Не жалей, не жадничай, не переживай —
Дома уже зреет новый урожай!
Пела вся шеренга, вся баталия. Только Вдовоеб молчал. Грач осторожно покосился на него. Вдовоеб шагал без шлема, позволив нечесаным, серым от ранней седины волосам рассыпаться по плечам. Вспыльчивый и мрачный, острый на язык, он пользовался среди наемников дурной славой, но считался одним из самых грозных бойцов отряда. Во владении двуручным мечом ему не было равных. Даже Черный Ульф предпочитал не связываться с Вдовоебом. Что касается прозвания, то оно взялось не с потолка — он действительно интересовался лишь женщинами, потерявшими мужей, каким-то особым чутьем выделяя их среди обозных шлюх и маркитанток. Если таковых не находилось, мог месяцами жить монахом. На вражеских землях проще — нет ничего сложного в том, чтобы сделать вдовой приглянувшуюся местную бабу. Обычно оно получается само собой, если вваливаешься в дом, хозяин которого тебе не рад.

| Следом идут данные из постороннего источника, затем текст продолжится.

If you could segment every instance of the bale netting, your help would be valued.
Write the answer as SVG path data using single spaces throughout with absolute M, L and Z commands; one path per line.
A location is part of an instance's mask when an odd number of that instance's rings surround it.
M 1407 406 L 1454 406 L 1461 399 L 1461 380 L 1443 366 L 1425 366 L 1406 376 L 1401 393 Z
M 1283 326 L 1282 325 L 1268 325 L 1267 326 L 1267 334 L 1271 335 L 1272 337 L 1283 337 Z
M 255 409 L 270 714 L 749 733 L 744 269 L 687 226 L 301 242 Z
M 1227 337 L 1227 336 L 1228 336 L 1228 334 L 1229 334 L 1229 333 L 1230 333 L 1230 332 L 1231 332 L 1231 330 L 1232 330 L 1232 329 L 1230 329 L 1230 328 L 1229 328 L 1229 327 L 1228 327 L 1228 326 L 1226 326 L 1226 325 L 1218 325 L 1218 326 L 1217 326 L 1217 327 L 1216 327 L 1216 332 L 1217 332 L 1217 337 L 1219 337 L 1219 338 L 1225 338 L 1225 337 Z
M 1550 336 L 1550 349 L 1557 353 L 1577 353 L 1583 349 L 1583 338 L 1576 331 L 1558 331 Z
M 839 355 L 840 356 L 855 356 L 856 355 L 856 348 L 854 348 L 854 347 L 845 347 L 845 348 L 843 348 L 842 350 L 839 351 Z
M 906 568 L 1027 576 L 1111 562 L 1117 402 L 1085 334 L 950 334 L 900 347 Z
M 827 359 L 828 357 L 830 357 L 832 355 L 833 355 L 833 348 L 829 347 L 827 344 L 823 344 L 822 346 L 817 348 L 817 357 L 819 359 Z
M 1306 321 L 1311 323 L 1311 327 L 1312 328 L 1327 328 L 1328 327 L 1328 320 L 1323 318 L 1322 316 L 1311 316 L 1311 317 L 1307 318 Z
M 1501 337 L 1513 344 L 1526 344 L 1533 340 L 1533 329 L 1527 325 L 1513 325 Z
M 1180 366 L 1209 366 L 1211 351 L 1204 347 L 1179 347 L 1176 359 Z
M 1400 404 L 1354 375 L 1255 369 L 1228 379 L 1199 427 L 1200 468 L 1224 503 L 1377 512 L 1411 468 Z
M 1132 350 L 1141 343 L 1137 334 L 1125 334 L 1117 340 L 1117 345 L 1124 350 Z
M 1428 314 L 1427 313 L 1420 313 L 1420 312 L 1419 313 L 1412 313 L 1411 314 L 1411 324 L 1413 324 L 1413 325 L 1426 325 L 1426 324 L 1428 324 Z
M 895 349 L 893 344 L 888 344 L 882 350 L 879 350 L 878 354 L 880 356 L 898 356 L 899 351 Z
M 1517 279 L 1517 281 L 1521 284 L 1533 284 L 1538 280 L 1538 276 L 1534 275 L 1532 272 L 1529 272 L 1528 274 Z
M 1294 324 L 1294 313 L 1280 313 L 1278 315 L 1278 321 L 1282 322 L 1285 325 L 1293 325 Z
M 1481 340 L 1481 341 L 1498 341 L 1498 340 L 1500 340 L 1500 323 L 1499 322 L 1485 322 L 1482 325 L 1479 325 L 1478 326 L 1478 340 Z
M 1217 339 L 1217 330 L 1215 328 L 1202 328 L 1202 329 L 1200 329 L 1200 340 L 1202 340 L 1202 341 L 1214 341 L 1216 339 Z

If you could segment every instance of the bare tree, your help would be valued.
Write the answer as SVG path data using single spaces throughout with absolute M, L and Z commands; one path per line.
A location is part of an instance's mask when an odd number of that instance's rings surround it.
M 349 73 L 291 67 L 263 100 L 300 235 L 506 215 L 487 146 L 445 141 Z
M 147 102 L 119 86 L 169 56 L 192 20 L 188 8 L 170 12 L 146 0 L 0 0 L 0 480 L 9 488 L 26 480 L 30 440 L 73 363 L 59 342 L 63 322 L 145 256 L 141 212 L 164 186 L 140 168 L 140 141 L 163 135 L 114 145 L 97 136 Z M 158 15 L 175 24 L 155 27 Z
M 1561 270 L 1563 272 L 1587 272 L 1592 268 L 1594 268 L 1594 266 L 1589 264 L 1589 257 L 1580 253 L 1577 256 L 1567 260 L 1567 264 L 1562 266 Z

Как бы то ни было, эта особенность Вдовоеба уже давно никого не удивляла. Мало ли у людей странностей? Книжник, например, умеет читать. Чистоплюй не пьет вина и не притрагивается к картам, а со шлюхами разговаривает так, будто они по меньшей мере королевские фрейлины. И никто над ним не потешается. В отряде каждый человек волен жить по собственным правилам. Главное — чтобы в строю стоял намертво.
Песня подходила к завершению. Трижды проорав последний куплет, бойцы смолкли. Вместе с ними стихли и дудки. Барабаны продолжали выбивать бравый ритм «Пьяной смерти», словно желая заставить баталию спеть ее снова. Это они зря. Ничего не вернуть, все кончается.
Ветер, стылый и влажный, внезапно усилился. Туман в мгновение ока поредел. Стали видны холмы впереди и выстроившиеся на их склонах еретики. Сплошная стена из кирас и шлемов, из пестрых рукавов и длинных пик. Сталь не сверкала на солнце. Не сбавляя шага, Грач задрал голову. Солнца не было и в помине. Его закрыли плотные серые тучи.